Altra sosta: "Uffa, ma quanto mancherà alla fine?", penso fra me e me con un briciolo di insofferenza. Lo chiedo all'ennesimo tedesco in direzione contraria: "One minute!", è la rassicurante risposta. Infatti giro una rupe e... sorpresa, il panorama è completamente diverso! La ferrata è conclusa, e per scendere a valle c'è solo un normale sentiero. In una quarantina di minuti, andando tranquillo, sono al Rifugio Roda di Vael. All'esterno un cartello spiega il tracciato della ferrata, dandone la seguente definizione globale, che sottoscrivo in pieno: "Percorso di media difficoltà ma con passaggi difficili o molto difficili. Da affrontare solo con condizioni meteo assolutamente stabili". Compro due cartoline e vi appongo il timbro, mangio un po' di cioccolata e mi rilasso: un grande senso di soddisfazione mi pervade. Oltre alle alte cime dove mi trovavo poco fa, ammiro i Mugoni, le Cigolade e i Dirupi di Larsec. Per rientrare al Rifugio Paolina, dove mi aspetta la seggiovia, utilizzo il comodo e famoso "Sentiero Christomannos", che circa a metà presenta una caratteristica, grande aquila bronzea.

La cresta del Masaré
dal Rifugio Roda di Vael

L'aquila di bronzo lungo il
Sentiero Christomannos

Alle cinque giungo al Paolina: però, quanto ho camminato anche oggi! La "parete rossa" della Roda di Vael e la cresta del Masaré sono adesso inondate di sole e mi appaiono ben più rassicuranti rispetto al mattino, forse anche per la consapevolezza di esser riuscito nella mia "impresa"... Pure lo scendere in giù in seggiovia mi pare infine interessante, per via dei colpi d'occhio sullo Schenon e sulla frana lungo cui si snoda il Labirinto, poi sulle Torri del Latemar e sui prati che dominano la conca di Carezza.
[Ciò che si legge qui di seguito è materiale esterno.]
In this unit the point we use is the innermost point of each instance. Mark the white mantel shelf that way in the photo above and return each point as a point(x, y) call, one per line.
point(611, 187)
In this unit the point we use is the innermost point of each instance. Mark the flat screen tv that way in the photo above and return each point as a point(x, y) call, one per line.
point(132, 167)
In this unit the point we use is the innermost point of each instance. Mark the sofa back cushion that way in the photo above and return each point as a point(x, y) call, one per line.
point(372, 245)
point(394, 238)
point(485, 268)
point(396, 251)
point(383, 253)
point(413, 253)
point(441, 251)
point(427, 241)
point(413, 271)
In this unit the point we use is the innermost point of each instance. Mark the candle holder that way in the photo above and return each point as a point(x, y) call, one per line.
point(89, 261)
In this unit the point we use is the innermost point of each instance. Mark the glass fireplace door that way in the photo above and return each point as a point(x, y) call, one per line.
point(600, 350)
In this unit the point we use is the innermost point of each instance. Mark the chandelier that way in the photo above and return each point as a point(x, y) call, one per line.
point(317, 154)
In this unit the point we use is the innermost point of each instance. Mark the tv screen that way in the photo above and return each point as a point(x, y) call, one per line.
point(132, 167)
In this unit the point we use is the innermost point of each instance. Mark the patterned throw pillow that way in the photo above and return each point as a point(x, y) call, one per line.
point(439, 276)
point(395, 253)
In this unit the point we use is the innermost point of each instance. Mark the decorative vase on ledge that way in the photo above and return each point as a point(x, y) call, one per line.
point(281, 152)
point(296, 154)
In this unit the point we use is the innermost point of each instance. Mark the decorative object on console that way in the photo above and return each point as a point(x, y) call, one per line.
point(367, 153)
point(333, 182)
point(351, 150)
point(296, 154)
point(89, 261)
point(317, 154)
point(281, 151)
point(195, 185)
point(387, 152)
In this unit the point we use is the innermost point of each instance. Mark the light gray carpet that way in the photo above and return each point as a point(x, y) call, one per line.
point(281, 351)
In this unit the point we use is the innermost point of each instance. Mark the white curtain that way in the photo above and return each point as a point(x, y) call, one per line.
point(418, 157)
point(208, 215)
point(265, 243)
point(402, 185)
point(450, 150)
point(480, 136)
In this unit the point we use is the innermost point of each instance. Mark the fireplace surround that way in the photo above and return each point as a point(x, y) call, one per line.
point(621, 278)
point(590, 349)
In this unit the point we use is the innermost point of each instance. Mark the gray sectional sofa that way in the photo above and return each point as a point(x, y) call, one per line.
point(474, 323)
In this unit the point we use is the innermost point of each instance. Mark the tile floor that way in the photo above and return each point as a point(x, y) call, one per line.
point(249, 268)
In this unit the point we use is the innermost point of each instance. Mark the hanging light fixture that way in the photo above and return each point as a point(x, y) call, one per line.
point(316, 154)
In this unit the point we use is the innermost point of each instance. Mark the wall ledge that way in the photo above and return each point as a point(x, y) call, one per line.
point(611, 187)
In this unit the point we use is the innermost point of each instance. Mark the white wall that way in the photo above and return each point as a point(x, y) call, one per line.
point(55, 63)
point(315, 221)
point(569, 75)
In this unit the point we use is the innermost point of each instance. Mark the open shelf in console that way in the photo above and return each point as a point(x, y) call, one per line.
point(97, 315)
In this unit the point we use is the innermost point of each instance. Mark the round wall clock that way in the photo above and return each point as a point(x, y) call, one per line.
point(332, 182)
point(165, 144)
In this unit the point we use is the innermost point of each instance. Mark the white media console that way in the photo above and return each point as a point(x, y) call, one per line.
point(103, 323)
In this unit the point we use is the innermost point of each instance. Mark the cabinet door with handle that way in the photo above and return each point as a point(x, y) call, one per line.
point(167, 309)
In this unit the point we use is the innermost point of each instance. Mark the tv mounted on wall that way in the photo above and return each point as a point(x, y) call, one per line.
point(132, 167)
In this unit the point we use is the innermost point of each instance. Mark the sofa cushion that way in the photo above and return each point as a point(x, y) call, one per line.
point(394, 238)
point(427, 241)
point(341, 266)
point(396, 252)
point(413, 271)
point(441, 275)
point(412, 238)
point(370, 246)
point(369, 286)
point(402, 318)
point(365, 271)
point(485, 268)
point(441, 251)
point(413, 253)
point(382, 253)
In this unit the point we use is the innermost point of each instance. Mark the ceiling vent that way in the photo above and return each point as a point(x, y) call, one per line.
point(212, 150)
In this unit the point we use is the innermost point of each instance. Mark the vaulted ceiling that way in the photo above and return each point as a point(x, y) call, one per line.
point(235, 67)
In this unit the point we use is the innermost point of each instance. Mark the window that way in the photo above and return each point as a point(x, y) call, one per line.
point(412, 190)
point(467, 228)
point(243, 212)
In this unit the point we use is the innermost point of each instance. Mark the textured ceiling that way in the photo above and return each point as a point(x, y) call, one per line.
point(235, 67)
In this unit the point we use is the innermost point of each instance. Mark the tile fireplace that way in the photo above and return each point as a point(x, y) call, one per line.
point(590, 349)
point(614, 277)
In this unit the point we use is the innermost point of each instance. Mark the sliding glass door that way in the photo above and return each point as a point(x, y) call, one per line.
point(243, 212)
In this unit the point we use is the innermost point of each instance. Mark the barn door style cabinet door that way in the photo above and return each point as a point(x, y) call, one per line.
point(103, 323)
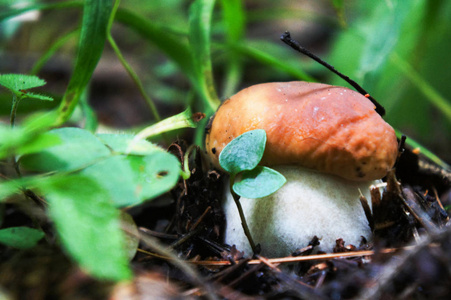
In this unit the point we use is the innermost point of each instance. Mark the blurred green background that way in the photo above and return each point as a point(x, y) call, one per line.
point(397, 50)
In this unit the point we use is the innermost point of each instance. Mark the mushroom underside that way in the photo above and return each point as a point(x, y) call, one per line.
point(309, 204)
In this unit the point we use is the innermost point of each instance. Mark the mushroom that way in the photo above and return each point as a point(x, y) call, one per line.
point(328, 142)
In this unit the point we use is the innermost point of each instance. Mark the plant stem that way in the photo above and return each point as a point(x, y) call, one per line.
point(236, 198)
point(127, 67)
point(12, 117)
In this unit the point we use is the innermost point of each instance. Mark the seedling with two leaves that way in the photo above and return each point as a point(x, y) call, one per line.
point(240, 158)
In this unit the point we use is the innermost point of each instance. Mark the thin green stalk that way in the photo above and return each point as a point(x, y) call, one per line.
point(236, 198)
point(126, 66)
point(12, 117)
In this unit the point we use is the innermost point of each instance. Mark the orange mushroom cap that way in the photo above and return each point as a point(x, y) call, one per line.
point(328, 128)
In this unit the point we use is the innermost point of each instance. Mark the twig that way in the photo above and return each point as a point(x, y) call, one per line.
point(286, 38)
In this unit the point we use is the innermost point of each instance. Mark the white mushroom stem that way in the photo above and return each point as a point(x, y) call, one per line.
point(309, 204)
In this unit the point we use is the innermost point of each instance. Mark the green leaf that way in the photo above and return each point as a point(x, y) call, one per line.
point(115, 175)
point(92, 39)
point(259, 182)
point(182, 120)
point(125, 144)
point(8, 188)
point(36, 97)
point(20, 237)
point(79, 148)
point(26, 139)
point(17, 82)
point(244, 152)
point(88, 226)
point(155, 174)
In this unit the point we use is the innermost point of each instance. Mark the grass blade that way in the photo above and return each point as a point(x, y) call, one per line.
point(91, 43)
point(199, 37)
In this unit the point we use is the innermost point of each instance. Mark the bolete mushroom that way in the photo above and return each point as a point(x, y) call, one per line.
point(328, 142)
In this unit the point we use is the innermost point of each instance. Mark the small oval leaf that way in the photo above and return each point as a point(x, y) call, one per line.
point(244, 152)
point(259, 182)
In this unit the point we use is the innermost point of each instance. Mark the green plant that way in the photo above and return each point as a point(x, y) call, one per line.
point(240, 158)
point(18, 84)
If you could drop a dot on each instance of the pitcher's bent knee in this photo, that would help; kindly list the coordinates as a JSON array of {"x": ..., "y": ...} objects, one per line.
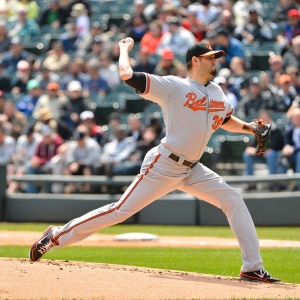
[{"x": 233, "y": 200}]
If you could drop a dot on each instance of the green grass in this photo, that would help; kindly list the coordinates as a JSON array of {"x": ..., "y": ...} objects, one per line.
[
  {"x": 283, "y": 263},
  {"x": 278, "y": 233}
]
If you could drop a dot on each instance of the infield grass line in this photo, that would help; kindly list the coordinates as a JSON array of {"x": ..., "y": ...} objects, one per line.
[
  {"x": 282, "y": 263},
  {"x": 272, "y": 233}
]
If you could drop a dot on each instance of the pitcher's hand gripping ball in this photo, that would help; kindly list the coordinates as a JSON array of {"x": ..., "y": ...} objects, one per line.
[{"x": 262, "y": 131}]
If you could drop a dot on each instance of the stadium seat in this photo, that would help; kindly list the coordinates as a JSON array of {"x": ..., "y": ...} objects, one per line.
[
  {"x": 102, "y": 113},
  {"x": 134, "y": 103},
  {"x": 232, "y": 148}
]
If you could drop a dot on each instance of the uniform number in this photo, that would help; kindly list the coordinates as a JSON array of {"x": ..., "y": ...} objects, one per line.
[{"x": 217, "y": 122}]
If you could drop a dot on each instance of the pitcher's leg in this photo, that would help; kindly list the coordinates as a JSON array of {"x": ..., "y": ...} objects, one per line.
[
  {"x": 145, "y": 189},
  {"x": 210, "y": 187}
]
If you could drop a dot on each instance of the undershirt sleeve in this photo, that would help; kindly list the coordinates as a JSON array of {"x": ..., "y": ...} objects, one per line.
[
  {"x": 226, "y": 120},
  {"x": 137, "y": 81}
]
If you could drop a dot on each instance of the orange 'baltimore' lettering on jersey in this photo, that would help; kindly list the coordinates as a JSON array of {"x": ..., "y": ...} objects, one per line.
[
  {"x": 215, "y": 105},
  {"x": 195, "y": 104}
]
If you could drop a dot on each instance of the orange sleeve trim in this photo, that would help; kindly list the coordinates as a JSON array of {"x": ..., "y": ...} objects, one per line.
[
  {"x": 147, "y": 84},
  {"x": 229, "y": 114},
  {"x": 113, "y": 209}
]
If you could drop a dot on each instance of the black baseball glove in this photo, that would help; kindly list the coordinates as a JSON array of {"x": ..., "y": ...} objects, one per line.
[{"x": 262, "y": 131}]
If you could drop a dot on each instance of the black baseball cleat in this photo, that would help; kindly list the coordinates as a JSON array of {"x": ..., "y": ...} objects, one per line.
[
  {"x": 258, "y": 276},
  {"x": 43, "y": 245}
]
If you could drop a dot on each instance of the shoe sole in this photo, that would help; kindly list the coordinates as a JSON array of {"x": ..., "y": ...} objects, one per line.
[
  {"x": 257, "y": 280},
  {"x": 44, "y": 234}
]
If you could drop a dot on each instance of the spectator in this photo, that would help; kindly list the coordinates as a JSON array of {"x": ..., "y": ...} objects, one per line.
[
  {"x": 144, "y": 64},
  {"x": 23, "y": 27},
  {"x": 255, "y": 30},
  {"x": 55, "y": 15},
  {"x": 7, "y": 9},
  {"x": 53, "y": 100},
  {"x": 45, "y": 76},
  {"x": 270, "y": 156},
  {"x": 58, "y": 164},
  {"x": 168, "y": 65},
  {"x": 75, "y": 106},
  {"x": 7, "y": 148},
  {"x": 87, "y": 118},
  {"x": 137, "y": 10},
  {"x": 15, "y": 119},
  {"x": 23, "y": 75},
  {"x": 155, "y": 123},
  {"x": 96, "y": 84},
  {"x": 177, "y": 38},
  {"x": 291, "y": 28},
  {"x": 25, "y": 149},
  {"x": 83, "y": 156},
  {"x": 253, "y": 101},
  {"x": 268, "y": 89},
  {"x": 31, "y": 6},
  {"x": 108, "y": 70},
  {"x": 137, "y": 29},
  {"x": 280, "y": 13},
  {"x": 114, "y": 121},
  {"x": 46, "y": 149},
  {"x": 73, "y": 2},
  {"x": 97, "y": 48},
  {"x": 275, "y": 68},
  {"x": 241, "y": 9},
  {"x": 115, "y": 52},
  {"x": 70, "y": 38},
  {"x": 293, "y": 72},
  {"x": 74, "y": 74},
  {"x": 4, "y": 38},
  {"x": 116, "y": 151},
  {"x": 168, "y": 11},
  {"x": 225, "y": 20},
  {"x": 226, "y": 73},
  {"x": 57, "y": 60},
  {"x": 2, "y": 101},
  {"x": 84, "y": 45},
  {"x": 193, "y": 24},
  {"x": 222, "y": 82},
  {"x": 284, "y": 96},
  {"x": 207, "y": 13},
  {"x": 151, "y": 10},
  {"x": 133, "y": 164},
  {"x": 139, "y": 7},
  {"x": 290, "y": 152},
  {"x": 14, "y": 55},
  {"x": 232, "y": 47},
  {"x": 27, "y": 103},
  {"x": 292, "y": 56},
  {"x": 82, "y": 21},
  {"x": 239, "y": 78},
  {"x": 4, "y": 78},
  {"x": 45, "y": 117},
  {"x": 134, "y": 127}
]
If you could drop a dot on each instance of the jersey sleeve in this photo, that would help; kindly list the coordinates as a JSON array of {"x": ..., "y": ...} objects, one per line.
[
  {"x": 158, "y": 88},
  {"x": 230, "y": 111}
]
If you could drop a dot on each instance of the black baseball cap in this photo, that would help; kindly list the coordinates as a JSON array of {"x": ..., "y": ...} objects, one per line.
[{"x": 202, "y": 49}]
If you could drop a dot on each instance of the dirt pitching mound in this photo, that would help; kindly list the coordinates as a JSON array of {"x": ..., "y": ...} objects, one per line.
[{"x": 22, "y": 279}]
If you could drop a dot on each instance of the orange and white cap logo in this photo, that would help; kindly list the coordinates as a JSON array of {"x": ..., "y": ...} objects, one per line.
[{"x": 209, "y": 46}]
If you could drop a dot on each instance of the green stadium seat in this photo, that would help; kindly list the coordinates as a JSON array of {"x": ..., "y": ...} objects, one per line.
[{"x": 232, "y": 148}]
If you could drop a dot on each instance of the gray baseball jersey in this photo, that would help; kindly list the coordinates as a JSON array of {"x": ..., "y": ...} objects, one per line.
[{"x": 192, "y": 112}]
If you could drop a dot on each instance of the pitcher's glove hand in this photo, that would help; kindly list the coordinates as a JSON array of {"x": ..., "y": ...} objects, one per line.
[{"x": 262, "y": 131}]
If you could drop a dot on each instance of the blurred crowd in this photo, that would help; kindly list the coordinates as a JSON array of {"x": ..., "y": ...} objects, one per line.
[{"x": 48, "y": 121}]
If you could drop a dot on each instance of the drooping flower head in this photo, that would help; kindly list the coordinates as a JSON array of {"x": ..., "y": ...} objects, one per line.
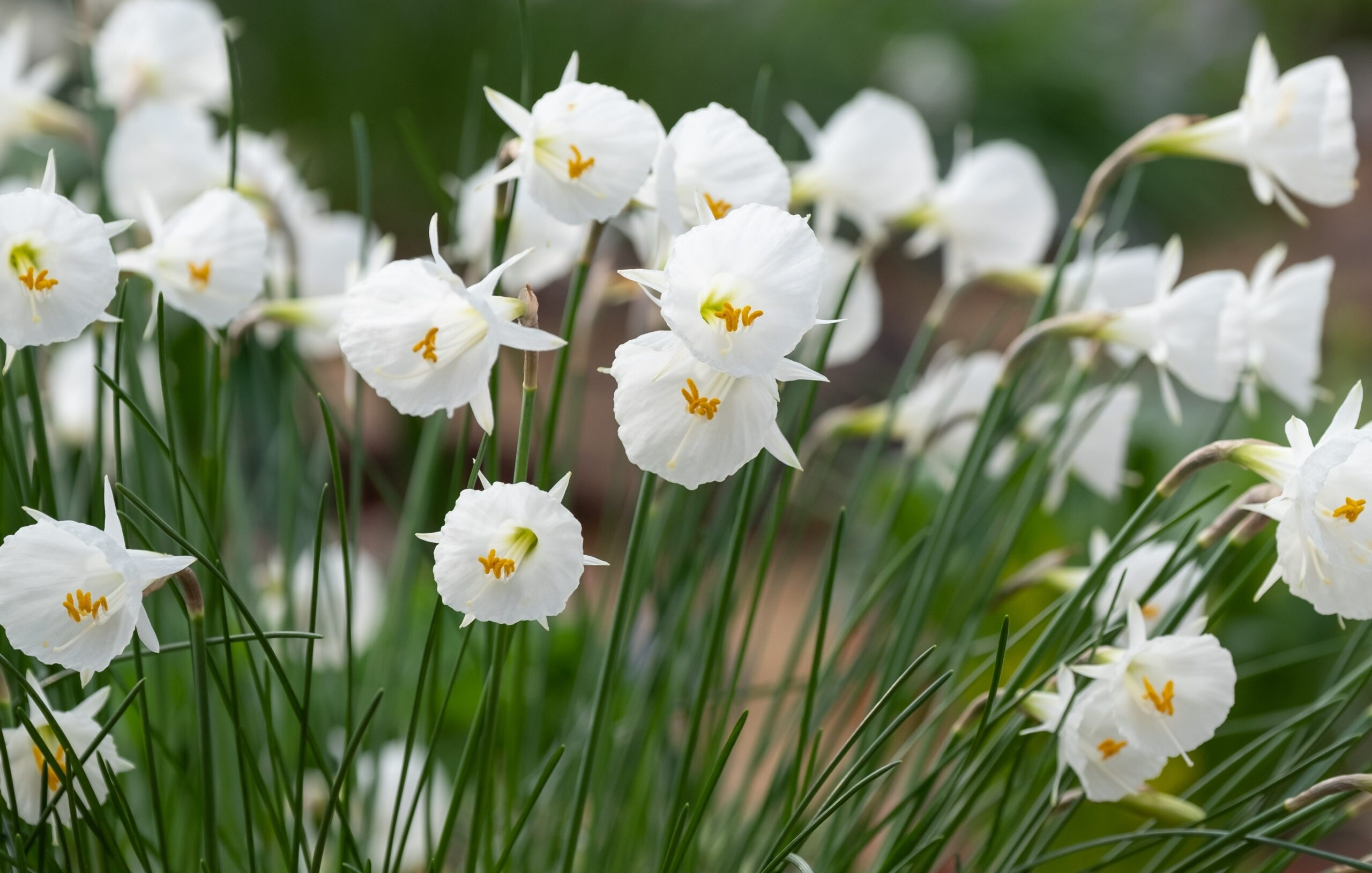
[
  {"x": 35, "y": 777},
  {"x": 510, "y": 554},
  {"x": 690, "y": 423},
  {"x": 426, "y": 342},
  {"x": 209, "y": 258},
  {"x": 871, "y": 162},
  {"x": 26, "y": 103},
  {"x": 1091, "y": 743},
  {"x": 712, "y": 154},
  {"x": 1324, "y": 552},
  {"x": 1169, "y": 693},
  {"x": 58, "y": 272},
  {"x": 1293, "y": 132},
  {"x": 73, "y": 593},
  {"x": 994, "y": 213},
  {"x": 1272, "y": 329},
  {"x": 584, "y": 150},
  {"x": 740, "y": 292},
  {"x": 553, "y": 245},
  {"x": 1179, "y": 331},
  {"x": 162, "y": 50}
]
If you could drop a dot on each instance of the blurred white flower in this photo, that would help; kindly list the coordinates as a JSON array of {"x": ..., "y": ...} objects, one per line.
[
  {"x": 1179, "y": 331},
  {"x": 1168, "y": 693},
  {"x": 379, "y": 783},
  {"x": 1323, "y": 548},
  {"x": 35, "y": 777},
  {"x": 162, "y": 50},
  {"x": 690, "y": 423},
  {"x": 61, "y": 270},
  {"x": 553, "y": 246},
  {"x": 1091, "y": 740},
  {"x": 994, "y": 213},
  {"x": 26, "y": 103},
  {"x": 368, "y": 600},
  {"x": 870, "y": 164},
  {"x": 712, "y": 154},
  {"x": 427, "y": 342},
  {"x": 74, "y": 593},
  {"x": 209, "y": 260},
  {"x": 1293, "y": 132},
  {"x": 510, "y": 554},
  {"x": 1094, "y": 445},
  {"x": 584, "y": 148},
  {"x": 859, "y": 324},
  {"x": 163, "y": 152},
  {"x": 937, "y": 417},
  {"x": 1273, "y": 330},
  {"x": 741, "y": 290}
]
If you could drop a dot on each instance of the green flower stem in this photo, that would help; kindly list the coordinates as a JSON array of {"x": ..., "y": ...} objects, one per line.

La splendida "parete rossa" della
Roda di Vael dal Rifugio Paolina

Lo Schenon e le Torri del Latemar
scendendo con la seggiovia

La gita è molto lunga e faticosa se si sceglie l'intera traversata, così come ho fatto io; diventa più abbordabile se si opta solo per una delle due ferrate. Va infatti precisato che esistono due altri punti di accesso (o di fuga, a seconda dei casi): uno alla Forcella delle Rode, l'altro alla cresta fra Torre Finestra e Roda del Diavolo, entrambi piuttosto vicini al Rifugio Roda di Vael. Si potrà così scegliere a piacere dove attaccare o dove smettere, escludendo ad esempio la difficile parete presso la Forcella delle Rode. Delle due ferrate, quella della Roda di Vael non crea problemi all'escursionista allenato e dotato di piede fermo; quella del Masaré è assai più impegnativa ed esposta, sicuramente da sconsigliare a chi soffre di vertigini, ancorché gli infissi, come detto, siano più che buoni.